Whether stealing the show from under Richard Burton’s nose or entertaining at home with his pet mountain lion, George Rose always seemed bigger than life.

Perhaps the only thing more sensational than the “My Fair Lady” star’s life was his death: In 1988, near his vacation home in the Caribbean, he was mortally beaten by four men, one of them his teenage adoptive son, heir and probable lover. The killers went to prison, but Rose’s reputation was never the same.

Now, nearly 30 years later, Ed Dixon’s ready to talk about his eccentric friend, mentor and idol.

“If you adore someone and you find out something about them you can’t bear, what happens to you — what happens to that love?” Dixon asks The Post. In his case, it became a one-man show, “Georgie: My Adventures with George Rose,” which opened Wednesday off-Broadway.

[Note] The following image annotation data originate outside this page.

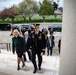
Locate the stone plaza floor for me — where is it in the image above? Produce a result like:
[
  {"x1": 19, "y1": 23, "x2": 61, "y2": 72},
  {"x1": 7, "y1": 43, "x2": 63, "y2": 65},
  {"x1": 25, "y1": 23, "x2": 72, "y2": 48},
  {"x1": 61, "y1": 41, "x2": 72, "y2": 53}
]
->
[{"x1": 0, "y1": 49, "x2": 60, "y2": 75}]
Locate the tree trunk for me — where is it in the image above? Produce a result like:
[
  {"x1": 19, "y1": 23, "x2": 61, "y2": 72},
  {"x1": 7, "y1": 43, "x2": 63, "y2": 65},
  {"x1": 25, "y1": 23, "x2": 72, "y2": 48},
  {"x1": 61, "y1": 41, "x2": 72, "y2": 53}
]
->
[
  {"x1": 43, "y1": 16, "x2": 45, "y2": 22},
  {"x1": 23, "y1": 16, "x2": 26, "y2": 22},
  {"x1": 29, "y1": 17, "x2": 31, "y2": 22},
  {"x1": 12, "y1": 17, "x2": 14, "y2": 23}
]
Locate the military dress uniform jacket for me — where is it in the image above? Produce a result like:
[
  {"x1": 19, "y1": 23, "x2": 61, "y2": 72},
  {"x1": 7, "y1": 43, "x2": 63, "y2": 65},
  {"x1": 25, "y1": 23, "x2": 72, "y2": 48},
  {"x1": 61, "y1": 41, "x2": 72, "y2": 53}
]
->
[
  {"x1": 12, "y1": 36, "x2": 25, "y2": 53},
  {"x1": 30, "y1": 31, "x2": 45, "y2": 53}
]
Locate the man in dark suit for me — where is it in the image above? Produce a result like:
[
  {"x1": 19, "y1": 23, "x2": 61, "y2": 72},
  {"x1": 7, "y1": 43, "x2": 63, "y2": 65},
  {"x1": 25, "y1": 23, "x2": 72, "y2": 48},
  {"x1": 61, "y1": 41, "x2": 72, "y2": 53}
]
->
[
  {"x1": 46, "y1": 37, "x2": 54, "y2": 56},
  {"x1": 12, "y1": 29, "x2": 25, "y2": 70},
  {"x1": 23, "y1": 31, "x2": 32, "y2": 61},
  {"x1": 29, "y1": 24, "x2": 45, "y2": 73}
]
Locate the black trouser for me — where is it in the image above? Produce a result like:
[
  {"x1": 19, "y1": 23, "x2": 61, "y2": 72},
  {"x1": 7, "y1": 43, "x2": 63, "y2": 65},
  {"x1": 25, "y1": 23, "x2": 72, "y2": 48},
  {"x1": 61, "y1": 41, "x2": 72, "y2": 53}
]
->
[
  {"x1": 23, "y1": 51, "x2": 32, "y2": 61},
  {"x1": 32, "y1": 53, "x2": 42, "y2": 69},
  {"x1": 47, "y1": 47, "x2": 52, "y2": 55}
]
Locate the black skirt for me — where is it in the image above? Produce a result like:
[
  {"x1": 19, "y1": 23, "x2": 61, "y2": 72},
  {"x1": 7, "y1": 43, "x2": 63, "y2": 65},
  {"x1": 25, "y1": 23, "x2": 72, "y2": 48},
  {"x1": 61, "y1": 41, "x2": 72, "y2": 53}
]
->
[{"x1": 17, "y1": 52, "x2": 23, "y2": 58}]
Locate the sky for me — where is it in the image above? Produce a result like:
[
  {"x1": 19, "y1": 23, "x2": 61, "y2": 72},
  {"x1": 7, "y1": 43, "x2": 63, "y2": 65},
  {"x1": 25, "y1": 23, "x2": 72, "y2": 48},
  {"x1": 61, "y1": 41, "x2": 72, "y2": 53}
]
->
[{"x1": 0, "y1": 0, "x2": 63, "y2": 11}]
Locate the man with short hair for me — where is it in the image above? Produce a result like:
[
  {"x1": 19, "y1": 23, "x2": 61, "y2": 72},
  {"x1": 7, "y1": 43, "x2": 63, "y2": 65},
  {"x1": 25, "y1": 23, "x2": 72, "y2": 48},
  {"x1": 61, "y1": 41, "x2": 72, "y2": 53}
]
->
[
  {"x1": 23, "y1": 31, "x2": 32, "y2": 61},
  {"x1": 29, "y1": 24, "x2": 45, "y2": 73}
]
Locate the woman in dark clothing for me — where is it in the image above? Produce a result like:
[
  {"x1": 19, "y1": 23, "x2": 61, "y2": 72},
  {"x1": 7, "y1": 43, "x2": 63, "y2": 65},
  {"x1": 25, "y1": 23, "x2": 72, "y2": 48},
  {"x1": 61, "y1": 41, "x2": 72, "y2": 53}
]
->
[
  {"x1": 58, "y1": 39, "x2": 61, "y2": 54},
  {"x1": 12, "y1": 30, "x2": 25, "y2": 70}
]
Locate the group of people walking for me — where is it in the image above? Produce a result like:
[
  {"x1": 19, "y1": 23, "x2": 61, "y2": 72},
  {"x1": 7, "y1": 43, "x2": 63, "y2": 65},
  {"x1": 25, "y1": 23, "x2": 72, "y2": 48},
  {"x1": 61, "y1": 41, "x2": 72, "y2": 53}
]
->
[{"x1": 12, "y1": 24, "x2": 60, "y2": 73}]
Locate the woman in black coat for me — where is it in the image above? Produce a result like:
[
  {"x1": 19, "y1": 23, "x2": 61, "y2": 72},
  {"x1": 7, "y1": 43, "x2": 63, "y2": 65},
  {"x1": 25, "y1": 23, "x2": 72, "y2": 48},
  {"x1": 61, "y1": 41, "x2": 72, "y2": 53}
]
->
[{"x1": 12, "y1": 30, "x2": 25, "y2": 70}]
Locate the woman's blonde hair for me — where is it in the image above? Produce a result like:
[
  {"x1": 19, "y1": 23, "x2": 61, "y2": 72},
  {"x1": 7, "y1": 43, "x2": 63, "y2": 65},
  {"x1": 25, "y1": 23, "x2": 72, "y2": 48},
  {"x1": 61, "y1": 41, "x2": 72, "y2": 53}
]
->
[{"x1": 13, "y1": 29, "x2": 20, "y2": 36}]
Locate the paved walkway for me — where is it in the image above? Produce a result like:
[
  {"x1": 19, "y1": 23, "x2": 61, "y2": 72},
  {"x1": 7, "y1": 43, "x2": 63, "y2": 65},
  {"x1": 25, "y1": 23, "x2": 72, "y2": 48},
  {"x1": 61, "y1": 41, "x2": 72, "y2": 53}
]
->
[{"x1": 0, "y1": 50, "x2": 60, "y2": 75}]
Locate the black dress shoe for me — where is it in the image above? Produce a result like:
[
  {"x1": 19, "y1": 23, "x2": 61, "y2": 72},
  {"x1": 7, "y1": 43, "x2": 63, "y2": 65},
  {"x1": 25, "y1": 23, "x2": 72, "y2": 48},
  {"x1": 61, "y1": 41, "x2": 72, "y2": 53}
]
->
[
  {"x1": 39, "y1": 67, "x2": 41, "y2": 70},
  {"x1": 22, "y1": 63, "x2": 25, "y2": 67},
  {"x1": 33, "y1": 69, "x2": 37, "y2": 73},
  {"x1": 17, "y1": 66, "x2": 20, "y2": 71}
]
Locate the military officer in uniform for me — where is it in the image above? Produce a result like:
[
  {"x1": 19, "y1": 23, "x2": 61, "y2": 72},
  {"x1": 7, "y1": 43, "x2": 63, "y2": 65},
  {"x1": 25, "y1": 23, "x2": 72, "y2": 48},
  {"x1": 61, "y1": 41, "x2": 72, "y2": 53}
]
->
[{"x1": 29, "y1": 24, "x2": 45, "y2": 73}]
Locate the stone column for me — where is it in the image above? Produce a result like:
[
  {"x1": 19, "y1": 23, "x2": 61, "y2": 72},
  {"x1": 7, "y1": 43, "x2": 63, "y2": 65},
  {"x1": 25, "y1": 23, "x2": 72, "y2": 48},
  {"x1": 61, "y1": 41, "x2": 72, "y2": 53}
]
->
[{"x1": 59, "y1": 0, "x2": 76, "y2": 75}]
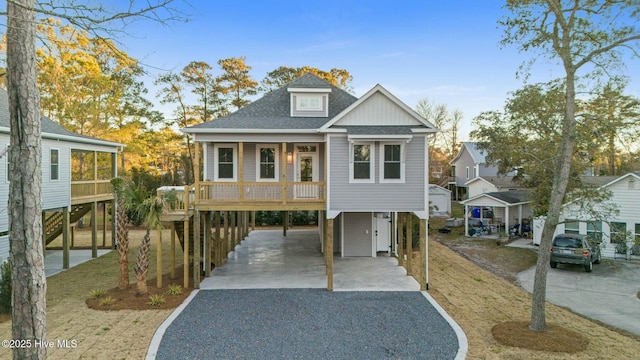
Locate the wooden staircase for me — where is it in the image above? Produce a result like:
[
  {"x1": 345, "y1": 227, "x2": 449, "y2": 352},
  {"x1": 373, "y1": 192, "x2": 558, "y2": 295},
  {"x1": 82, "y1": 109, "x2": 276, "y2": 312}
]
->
[{"x1": 44, "y1": 203, "x2": 91, "y2": 245}]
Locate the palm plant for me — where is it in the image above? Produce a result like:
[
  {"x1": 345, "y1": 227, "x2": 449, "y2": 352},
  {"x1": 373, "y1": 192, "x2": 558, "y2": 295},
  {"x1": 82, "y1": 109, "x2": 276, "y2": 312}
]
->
[
  {"x1": 134, "y1": 196, "x2": 168, "y2": 295},
  {"x1": 111, "y1": 178, "x2": 129, "y2": 290}
]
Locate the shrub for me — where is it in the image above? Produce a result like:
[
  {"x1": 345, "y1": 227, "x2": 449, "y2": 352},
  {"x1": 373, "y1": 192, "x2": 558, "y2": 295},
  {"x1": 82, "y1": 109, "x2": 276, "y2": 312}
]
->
[
  {"x1": 167, "y1": 284, "x2": 182, "y2": 295},
  {"x1": 0, "y1": 261, "x2": 11, "y2": 314},
  {"x1": 147, "y1": 294, "x2": 166, "y2": 306},
  {"x1": 89, "y1": 289, "x2": 107, "y2": 299}
]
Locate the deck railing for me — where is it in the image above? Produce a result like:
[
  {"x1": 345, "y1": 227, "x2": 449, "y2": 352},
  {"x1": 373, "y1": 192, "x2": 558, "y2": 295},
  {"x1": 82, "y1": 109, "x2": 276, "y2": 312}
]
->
[
  {"x1": 195, "y1": 181, "x2": 326, "y2": 204},
  {"x1": 71, "y1": 180, "x2": 113, "y2": 199}
]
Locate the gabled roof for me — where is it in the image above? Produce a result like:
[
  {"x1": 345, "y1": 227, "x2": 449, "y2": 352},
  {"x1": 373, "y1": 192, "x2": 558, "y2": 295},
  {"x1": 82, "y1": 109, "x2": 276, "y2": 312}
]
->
[
  {"x1": 0, "y1": 88, "x2": 123, "y2": 147},
  {"x1": 182, "y1": 73, "x2": 357, "y2": 133},
  {"x1": 460, "y1": 190, "x2": 531, "y2": 205},
  {"x1": 320, "y1": 84, "x2": 438, "y2": 133},
  {"x1": 451, "y1": 142, "x2": 487, "y2": 164}
]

The adventures started in the early ’70s, when Dixon and the 30-years-older Rose toured in a production of “The Student Prince.”

“George had it in his contract that he could say anything he wanted, and you never knew what it would be,” Dixon recalls. But no matter what he ad-libbed, audiences loved him. As Burton put it after they did “Hamlet” together: “One should not have to share the stage with animals, children or George Rose.”

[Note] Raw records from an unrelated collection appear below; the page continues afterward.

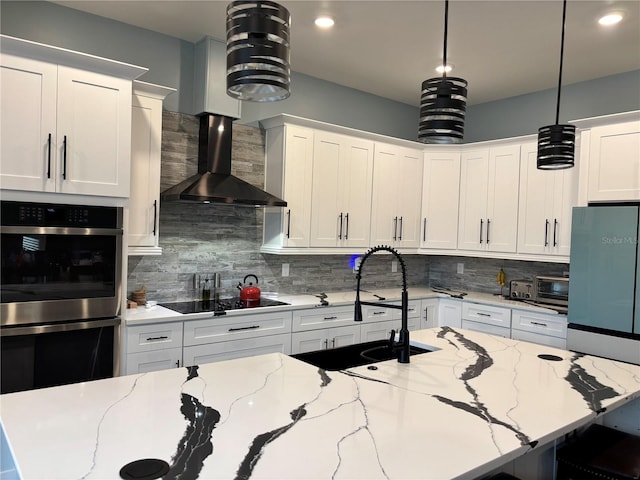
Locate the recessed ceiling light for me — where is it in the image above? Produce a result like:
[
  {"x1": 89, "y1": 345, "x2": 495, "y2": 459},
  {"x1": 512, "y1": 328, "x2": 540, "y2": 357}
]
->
[
  {"x1": 598, "y1": 12, "x2": 624, "y2": 25},
  {"x1": 314, "y1": 15, "x2": 335, "y2": 28}
]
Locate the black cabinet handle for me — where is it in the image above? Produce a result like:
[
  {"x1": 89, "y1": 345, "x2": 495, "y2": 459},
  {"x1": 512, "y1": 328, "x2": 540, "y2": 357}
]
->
[
  {"x1": 153, "y1": 200, "x2": 158, "y2": 237},
  {"x1": 229, "y1": 325, "x2": 260, "y2": 332},
  {"x1": 47, "y1": 134, "x2": 51, "y2": 178},
  {"x1": 544, "y1": 219, "x2": 549, "y2": 247},
  {"x1": 62, "y1": 135, "x2": 67, "y2": 180},
  {"x1": 344, "y1": 213, "x2": 349, "y2": 240},
  {"x1": 287, "y1": 210, "x2": 291, "y2": 238}
]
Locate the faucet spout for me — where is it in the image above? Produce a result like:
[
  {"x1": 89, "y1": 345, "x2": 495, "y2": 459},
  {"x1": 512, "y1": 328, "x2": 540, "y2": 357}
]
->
[{"x1": 353, "y1": 245, "x2": 410, "y2": 363}]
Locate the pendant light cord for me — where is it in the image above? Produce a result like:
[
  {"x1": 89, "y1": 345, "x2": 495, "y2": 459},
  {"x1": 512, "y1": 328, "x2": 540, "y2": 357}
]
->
[
  {"x1": 442, "y1": 0, "x2": 448, "y2": 78},
  {"x1": 556, "y1": 0, "x2": 567, "y2": 125}
]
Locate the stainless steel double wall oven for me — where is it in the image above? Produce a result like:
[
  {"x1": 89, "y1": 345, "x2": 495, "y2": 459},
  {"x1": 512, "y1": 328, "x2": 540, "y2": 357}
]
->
[{"x1": 0, "y1": 201, "x2": 123, "y2": 393}]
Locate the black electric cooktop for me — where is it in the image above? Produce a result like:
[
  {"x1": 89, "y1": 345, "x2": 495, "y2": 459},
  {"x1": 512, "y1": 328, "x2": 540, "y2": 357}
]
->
[{"x1": 159, "y1": 297, "x2": 289, "y2": 315}]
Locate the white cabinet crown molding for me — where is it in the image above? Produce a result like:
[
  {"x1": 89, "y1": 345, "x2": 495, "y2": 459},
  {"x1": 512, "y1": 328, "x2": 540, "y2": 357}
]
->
[{"x1": 0, "y1": 35, "x2": 149, "y2": 80}]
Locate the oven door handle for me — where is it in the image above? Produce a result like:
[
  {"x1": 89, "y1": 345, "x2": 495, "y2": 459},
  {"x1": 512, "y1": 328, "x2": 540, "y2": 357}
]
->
[
  {"x1": 0, "y1": 317, "x2": 122, "y2": 337},
  {"x1": 2, "y1": 225, "x2": 122, "y2": 236}
]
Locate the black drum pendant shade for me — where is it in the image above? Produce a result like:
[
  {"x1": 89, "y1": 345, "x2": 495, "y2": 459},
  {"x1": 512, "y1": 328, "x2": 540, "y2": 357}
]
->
[
  {"x1": 227, "y1": 0, "x2": 291, "y2": 102},
  {"x1": 537, "y1": 0, "x2": 576, "y2": 170},
  {"x1": 418, "y1": 0, "x2": 467, "y2": 143}
]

After the tour ended, says Dixon, he and Rose kept running into each other. One day, Rose invited him to tea and there, in his Greenwich Village apartment, was a mountain lion. “Of course it was illegal,” Dixon says, which is why Rose couldn’t walk it — or the lynx or other wild cats he kept as pets.

But in spite of the beasts he could smell from the hall, Dixon was thrilled that an actor of Rose’s magnitude would befriend him. It was Rose, the British star of “The Pirates of Penzance” and “The Mystery of Edwin Drood,” who taught the Oklahoma-born Dixon how to act (“Look to the text — don’t bring your own psychological baggage!”) and how to live: openly and without pretense.

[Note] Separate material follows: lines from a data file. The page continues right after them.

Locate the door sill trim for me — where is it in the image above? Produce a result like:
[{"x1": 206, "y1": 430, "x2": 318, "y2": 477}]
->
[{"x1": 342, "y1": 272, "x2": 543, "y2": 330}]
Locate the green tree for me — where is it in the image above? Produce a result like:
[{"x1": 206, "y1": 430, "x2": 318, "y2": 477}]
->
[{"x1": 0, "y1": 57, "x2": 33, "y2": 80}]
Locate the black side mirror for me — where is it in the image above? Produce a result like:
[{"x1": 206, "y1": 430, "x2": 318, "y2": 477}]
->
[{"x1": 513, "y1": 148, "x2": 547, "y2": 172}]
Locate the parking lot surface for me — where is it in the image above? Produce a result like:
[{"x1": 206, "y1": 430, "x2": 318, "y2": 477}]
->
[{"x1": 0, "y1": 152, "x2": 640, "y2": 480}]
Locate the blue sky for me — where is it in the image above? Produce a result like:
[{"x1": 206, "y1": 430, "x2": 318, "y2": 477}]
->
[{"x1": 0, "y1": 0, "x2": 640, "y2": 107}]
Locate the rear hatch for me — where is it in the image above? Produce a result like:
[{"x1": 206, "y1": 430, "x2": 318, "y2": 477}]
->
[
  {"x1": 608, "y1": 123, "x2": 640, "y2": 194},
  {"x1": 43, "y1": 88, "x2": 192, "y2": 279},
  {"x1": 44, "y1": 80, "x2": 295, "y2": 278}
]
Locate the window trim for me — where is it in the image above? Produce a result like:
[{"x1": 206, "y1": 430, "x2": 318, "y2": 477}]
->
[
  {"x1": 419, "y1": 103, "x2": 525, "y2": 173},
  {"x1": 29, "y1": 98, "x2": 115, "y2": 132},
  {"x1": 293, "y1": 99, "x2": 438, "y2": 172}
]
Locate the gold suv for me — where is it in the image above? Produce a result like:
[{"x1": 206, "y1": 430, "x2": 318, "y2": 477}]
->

“He was famous and gay, powerful and gay, rich and gay,” Dixon says. “People couldn’t say no to George. His personality was overwhelming.”

So was his secret. Invited to Rose’s home in the Dominican Republic, Dixon met the 18-year-old boy Rose had adopted six years before. Seeing them together and realizing their relationship was probably sexual made him uneasy.

“I said, ‘This is dangerous,’ [and Rose said] ‘Oh no, my dear boy, it’s the culture.’ ” Dixon says he fled back to New York. Days later, he got a phone call telling him Rose was dead, killed in a car accident. But there was no accident: His murderers later confessed they made it look that way.

Dixon’s own life spun out of control soon after, derailed by a drug addiction he says wasn’t precipitated by Rose’s death, though “that didn’t help.”

He sobered up in 1991. Now 68 — the age Rose was when he died — he’s written a memoir, several musicals and, now, this play.

“I idolized someone for 20 years and then found out he wasn’t exactly what I thought he was,” he says. “This is my journey, and the audience finds it out in the same way I did. It’s like a punch in the face.”